Earnings estimates are moving higher. Over the past seven days, the Zacks Consensus Estimate for the current fiscal year has climbed 3 cents to $1.36. For the next fiscal year, the estimate has also risen 9 cents to $1.67 over the same period.
The Zacks Consensus Estimate for American Eagle’s current and next financial-year sales calls for growth of 2.6% and 2.7%, respectively, from the year-ago period. This Zacks Rank #1 company has a trailing four-quarter earnings surprise of 35.1%, on average.

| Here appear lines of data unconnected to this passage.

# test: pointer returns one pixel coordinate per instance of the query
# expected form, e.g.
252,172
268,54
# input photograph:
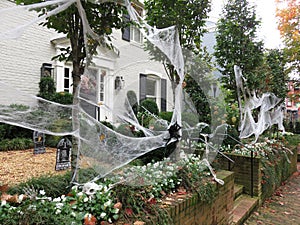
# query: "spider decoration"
173,131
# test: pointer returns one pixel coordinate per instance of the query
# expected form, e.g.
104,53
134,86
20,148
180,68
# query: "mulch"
21,165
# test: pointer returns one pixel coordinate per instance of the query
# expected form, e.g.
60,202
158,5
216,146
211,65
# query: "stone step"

Image Source: Zacks Investment Research
Gap: Brand Reinvigoration Strengthens the Portfolio
Gap is showcasing a powerful operational turnaround boosted by the successful execution of its brand reinvigoration playbook. The company is leveraging high-impact marketing and culturally relevant strategic partnerships, such as the viral "Better in Denim" campaign and designer collaborations, to attract younger demographics while maintaining core customer loyalty. Operational strengths, including a modernized supply chain integrated with AI and automation, are driving significant productivity gains and providing the agility needed to mitigate external headwinds. With a sharpened focus on "must-win" categories like denim, active, and kids and baby, alongside a thoughtful expansion into the beauty sector, the company is effectively broadening its market reach and revenue potential.
Over the past 60 days, the Zacks Consensus Estimate for the current fiscal year has increased by 5 cents to $2.14. The consensus estimate for the next fiscal year has also risen 12 cents to $2.28 over the same timeframe.

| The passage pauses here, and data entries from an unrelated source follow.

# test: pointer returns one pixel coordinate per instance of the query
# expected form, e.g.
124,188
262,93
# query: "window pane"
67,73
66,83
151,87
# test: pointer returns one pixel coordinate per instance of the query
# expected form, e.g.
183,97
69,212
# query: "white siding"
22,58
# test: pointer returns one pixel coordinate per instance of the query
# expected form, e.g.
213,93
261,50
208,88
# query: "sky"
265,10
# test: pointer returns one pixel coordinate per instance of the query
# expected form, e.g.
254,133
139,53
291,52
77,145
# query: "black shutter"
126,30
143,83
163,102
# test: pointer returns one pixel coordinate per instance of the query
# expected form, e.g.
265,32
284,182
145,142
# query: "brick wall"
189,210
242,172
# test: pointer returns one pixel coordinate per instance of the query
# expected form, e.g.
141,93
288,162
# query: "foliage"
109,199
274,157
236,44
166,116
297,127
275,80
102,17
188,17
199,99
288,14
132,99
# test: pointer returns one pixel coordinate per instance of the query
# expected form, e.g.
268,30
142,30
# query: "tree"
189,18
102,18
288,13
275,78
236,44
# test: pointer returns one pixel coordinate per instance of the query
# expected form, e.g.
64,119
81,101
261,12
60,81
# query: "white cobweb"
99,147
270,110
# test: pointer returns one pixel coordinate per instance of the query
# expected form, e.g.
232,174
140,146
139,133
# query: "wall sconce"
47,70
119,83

The Zacks Consensus Estimate for Gap’s current and next financial-year sales implies growth of 1.8% and 2.4%, respectively, from the year-ago period. This Zacks Rank #1 company has a trailing four-quarter earnings surprise of 19.1%, on average.
Image Source: Zacks Investment Research
Ulta Beauty: Loyalty and Exclusivity Power Beauty Leadership
Ulta Beauty is demonstrating powerful momentum through its "Ulta Beauty Unleashed" strategy, consistently delivering performance that exceeds expectations across all major categories and channels. The company's unique "low-to-luxury" brand assortment is a significant competitive advantage, bolstered by successful exclusive launches and a rapidly expanding K-beauty portfolio that resonates with younger demographics. Strategic initiatives are fueling growth, including the successful launch of a new digital marketplace and aggressive international expansion into Mexico and the Middle East. Furthermore, Ulta is driving operational excellence by modernizing its supply chain with advanced automation and leveraging its record-breaking loyalty program to deepen customer engagement and personalization.

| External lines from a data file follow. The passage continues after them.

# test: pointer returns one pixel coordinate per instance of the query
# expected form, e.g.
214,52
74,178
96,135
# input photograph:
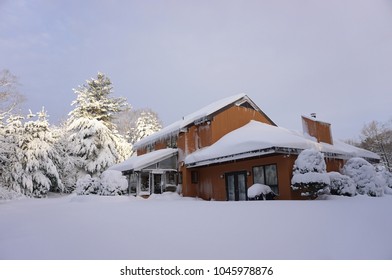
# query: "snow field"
172,227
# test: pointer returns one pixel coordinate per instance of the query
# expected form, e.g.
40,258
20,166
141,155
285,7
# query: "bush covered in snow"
260,192
113,183
341,184
385,178
310,177
87,185
8,194
364,176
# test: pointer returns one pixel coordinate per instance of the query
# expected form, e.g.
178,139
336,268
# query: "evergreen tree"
94,141
39,157
66,164
145,123
12,155
377,137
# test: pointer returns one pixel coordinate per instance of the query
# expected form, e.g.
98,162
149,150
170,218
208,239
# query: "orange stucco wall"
212,184
320,130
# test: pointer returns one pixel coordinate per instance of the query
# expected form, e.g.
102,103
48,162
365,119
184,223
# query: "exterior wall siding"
233,118
212,183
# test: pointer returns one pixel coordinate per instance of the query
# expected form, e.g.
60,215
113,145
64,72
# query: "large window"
132,183
145,183
267,175
194,177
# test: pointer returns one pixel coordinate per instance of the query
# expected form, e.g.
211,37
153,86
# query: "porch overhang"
138,163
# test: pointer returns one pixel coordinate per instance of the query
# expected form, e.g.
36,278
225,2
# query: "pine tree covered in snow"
309,174
95,144
364,176
12,154
30,158
66,164
144,123
39,160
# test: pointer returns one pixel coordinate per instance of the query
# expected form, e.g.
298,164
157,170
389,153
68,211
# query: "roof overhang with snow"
259,139
198,117
137,163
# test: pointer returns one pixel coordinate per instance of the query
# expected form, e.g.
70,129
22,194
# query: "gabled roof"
256,139
199,115
137,163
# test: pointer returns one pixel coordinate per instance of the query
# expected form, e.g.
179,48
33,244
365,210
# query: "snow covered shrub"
341,184
310,176
113,183
87,185
8,194
364,176
260,192
384,179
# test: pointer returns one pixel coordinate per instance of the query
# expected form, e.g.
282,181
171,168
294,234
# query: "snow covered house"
222,149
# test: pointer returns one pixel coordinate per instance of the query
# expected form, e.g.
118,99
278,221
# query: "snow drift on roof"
175,127
139,162
257,138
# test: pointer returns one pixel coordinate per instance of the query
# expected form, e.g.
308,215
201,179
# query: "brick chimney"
318,129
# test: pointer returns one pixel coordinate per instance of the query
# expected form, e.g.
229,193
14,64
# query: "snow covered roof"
204,112
257,138
137,163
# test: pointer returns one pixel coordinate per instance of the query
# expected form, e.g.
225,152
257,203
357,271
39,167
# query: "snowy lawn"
171,227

The Zacks Consensus Estimate for the current fiscal year has increased by 12 cents to $25.52 over the past 30 days. For the next fiscal year, the estimate has also moved higher, rising 11 cents to $28.36 during the same period.
The Zacks Consensus Estimate for Ulta Beauty’s current and next financial-year sales indicates growth of 8.8% and 6%, respectively, from the year-ago period. This Zacks Rank #1 company has a trailing four-quarter earnings surprise of 15.7%, on average.